When The Message Trumped The Messenger
In August of 2014, we released a video, a travel hacks video for ixigo. The video got mere 300 views on YouTube and died, but the second day we released it on Facebook as a native video. That day, Gladwell’s law in my head was shattered forever. We got 50,000 views on first day, and the video went on to become a 7 million views hit, shared by 3.5 lakh people over few months.
Half of our 7 lakh fans on Facebook suddenly became influencers.
Every ‘share’ our content got, influenced users, with many fans specifically tagging their friends and family to see the video. That one video had the reach of 25 million, which was about 25% of Facebook’s user base in India at that time (view case study) We followed by releasing a bunch of videos, from the learning, and got phonemenal success. One such video was shared by a Facebook user and it alone got 2.4 million views on his page. The question we now ask before we dive into designing the message: How will people be compelled to talk about this and share it? Sharing became the new currency :)
Influencer Marketing On its Head
With the learnings from that one video and many other viral hits later, the best practice evolved into making share-worthy content. If the content (the message) is compelling enough for anyone to hit share, then everyone is an influencer (messenger); We didn’t have to find the perfect people to spread the idea, if we focus on the message, make it compelling and easy to share, it doesn’t matter whether the individuals who share it have 5 friends or 50,000, whether they are popular or not.

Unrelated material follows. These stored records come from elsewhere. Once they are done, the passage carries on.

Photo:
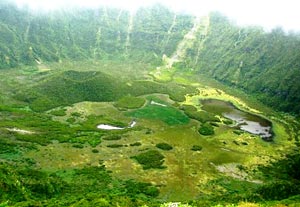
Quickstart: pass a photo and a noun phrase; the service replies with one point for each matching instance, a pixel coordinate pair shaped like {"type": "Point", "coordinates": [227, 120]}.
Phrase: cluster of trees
{"type": "Point", "coordinates": [265, 64]}
{"type": "Point", "coordinates": [102, 33]}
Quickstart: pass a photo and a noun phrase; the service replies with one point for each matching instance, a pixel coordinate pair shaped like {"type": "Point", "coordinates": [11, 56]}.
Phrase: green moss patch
{"type": "Point", "coordinates": [206, 129]}
{"type": "Point", "coordinates": [130, 102]}
{"type": "Point", "coordinates": [164, 146]}
{"type": "Point", "coordinates": [150, 159]}
{"type": "Point", "coordinates": [169, 115]}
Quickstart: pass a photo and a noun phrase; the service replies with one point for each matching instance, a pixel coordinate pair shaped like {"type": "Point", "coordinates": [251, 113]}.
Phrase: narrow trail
{"type": "Point", "coordinates": [201, 25]}
{"type": "Point", "coordinates": [168, 36]}
{"type": "Point", "coordinates": [204, 28]}
{"type": "Point", "coordinates": [98, 43]}
{"type": "Point", "coordinates": [118, 21]}
{"type": "Point", "coordinates": [27, 32]}
{"type": "Point", "coordinates": [129, 31]}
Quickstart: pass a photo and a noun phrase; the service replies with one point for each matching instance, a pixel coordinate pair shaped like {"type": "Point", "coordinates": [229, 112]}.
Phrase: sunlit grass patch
{"type": "Point", "coordinates": [169, 115]}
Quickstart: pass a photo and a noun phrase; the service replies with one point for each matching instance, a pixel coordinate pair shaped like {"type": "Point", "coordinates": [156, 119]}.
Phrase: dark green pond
{"type": "Point", "coordinates": [245, 121]}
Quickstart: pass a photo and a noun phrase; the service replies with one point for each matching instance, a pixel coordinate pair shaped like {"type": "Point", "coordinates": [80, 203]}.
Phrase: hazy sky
{"type": "Point", "coordinates": [267, 13]}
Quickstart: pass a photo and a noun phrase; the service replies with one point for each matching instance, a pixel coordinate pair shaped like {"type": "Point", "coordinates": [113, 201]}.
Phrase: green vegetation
{"type": "Point", "coordinates": [169, 115]}
{"type": "Point", "coordinates": [164, 146]}
{"type": "Point", "coordinates": [58, 112]}
{"type": "Point", "coordinates": [206, 129]}
{"type": "Point", "coordinates": [115, 145]}
{"type": "Point", "coordinates": [136, 144]}
{"type": "Point", "coordinates": [108, 66]}
{"type": "Point", "coordinates": [112, 137]}
{"type": "Point", "coordinates": [150, 159]}
{"type": "Point", "coordinates": [129, 102]}
{"type": "Point", "coordinates": [196, 148]}
{"type": "Point", "coordinates": [201, 116]}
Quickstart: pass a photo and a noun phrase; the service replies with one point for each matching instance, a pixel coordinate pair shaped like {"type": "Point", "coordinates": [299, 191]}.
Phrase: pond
{"type": "Point", "coordinates": [248, 122]}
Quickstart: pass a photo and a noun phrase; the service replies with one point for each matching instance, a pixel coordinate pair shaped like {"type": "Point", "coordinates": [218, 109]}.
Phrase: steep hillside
{"type": "Point", "coordinates": [28, 37]}
{"type": "Point", "coordinates": [265, 64]}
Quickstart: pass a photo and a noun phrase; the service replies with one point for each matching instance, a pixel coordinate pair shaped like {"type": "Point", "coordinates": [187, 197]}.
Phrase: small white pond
{"type": "Point", "coordinates": [110, 127]}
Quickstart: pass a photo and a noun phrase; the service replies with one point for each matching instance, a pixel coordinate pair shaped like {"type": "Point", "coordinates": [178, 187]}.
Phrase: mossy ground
{"type": "Point", "coordinates": [188, 174]}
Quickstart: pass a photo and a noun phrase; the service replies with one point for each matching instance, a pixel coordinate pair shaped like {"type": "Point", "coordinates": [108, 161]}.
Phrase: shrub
{"type": "Point", "coordinates": [135, 144]}
{"type": "Point", "coordinates": [196, 148]}
{"type": "Point", "coordinates": [115, 145]}
{"type": "Point", "coordinates": [150, 159]}
{"type": "Point", "coordinates": [58, 112]}
{"type": "Point", "coordinates": [95, 151]}
{"type": "Point", "coordinates": [164, 146]}
{"type": "Point", "coordinates": [206, 129]}
{"type": "Point", "coordinates": [80, 146]}
{"type": "Point", "coordinates": [112, 137]}
{"type": "Point", "coordinates": [130, 102]}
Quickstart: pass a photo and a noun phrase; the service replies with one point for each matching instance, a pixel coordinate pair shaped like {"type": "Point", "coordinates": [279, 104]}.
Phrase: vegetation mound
{"type": "Point", "coordinates": [150, 159]}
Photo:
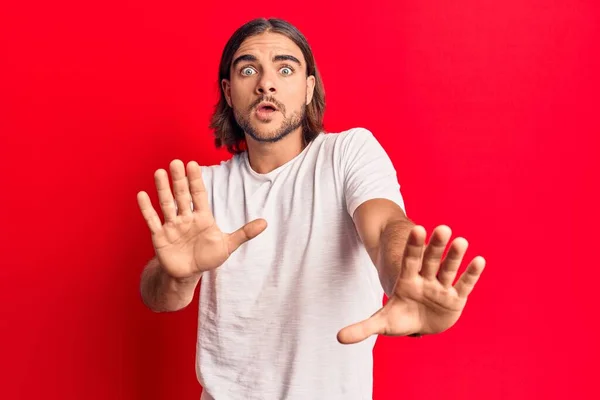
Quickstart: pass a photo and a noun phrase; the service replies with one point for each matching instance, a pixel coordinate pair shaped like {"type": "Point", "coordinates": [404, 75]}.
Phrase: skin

However what may be true for one vertical may not be true for another. I’m sure many a marketing strategies are working great by engaging selected influencers. We did some influencer marketing campaigns in the past which were successful, but nothing came close to the phenomenal numbers we saw by focussing on the message.
I would love to hear your experiences with Influencer Marketing, your challenges and if you think this game is changing faster than we thought :)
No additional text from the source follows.